Un coche llega a toda prisa con un bidón. La excavadora Caterpillar lleva 24 horas buscando supervivientes sin parar y se ha quedado sin combustible. Iban entonces 52 muertos y 60 rescatados, algunos en estado crítico. También, calculaba, decenas de desaparecidos. Nadie sabe cuantificarlos a ciencia cierta, porque los desplazados del sur del país no siempre comunican a las autoridades su nuevo destino y varias familias los acogían en sus casas.
La parte superior, la más cercana a los operarios, era una sucesión de caras descompuestas.
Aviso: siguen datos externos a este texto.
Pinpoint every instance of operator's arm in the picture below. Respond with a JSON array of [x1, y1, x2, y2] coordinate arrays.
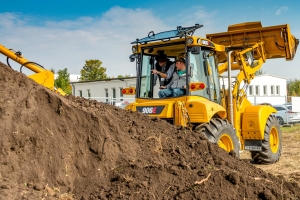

Apenas habían pasado 24 horas y un joven con la mirada perdida confiaba en que sus padres saliesen de entre los escombros con vida. Kamal Hosho, de 61 años, insistía en que quedaban “dos plantas por revisar”, así que no era “nada seguro” que su sobrina, el marido de su sobrina y los tres hijos que tenían en común estuviesen muertos. Le molestaba, de hecho, que en las redes sociales ya estuviesen rezando por ellos. Fuad Al Baba se aferraba, teléfono en mano, a que su hermana (también en el edificio en el momento del ataque israelí) seguía recibiendo sus WhatsApp, aunque no respondiese.
De repente, se oyen gritos. Los familiares miran expectantes y los sanitarios preparan una camilla y una manta. No harán falta. El cadáver número 53 acaba en una bolsa blanca y se hace el silencio. “Hasta ahora hemos sacado más bien gente normal de la zona. Familias. Si había algún miembro de Hezbolá, sería alguno normal”, dice Qalqas. “No es como que estuviese Nasralá ahí para causar esta masacre”.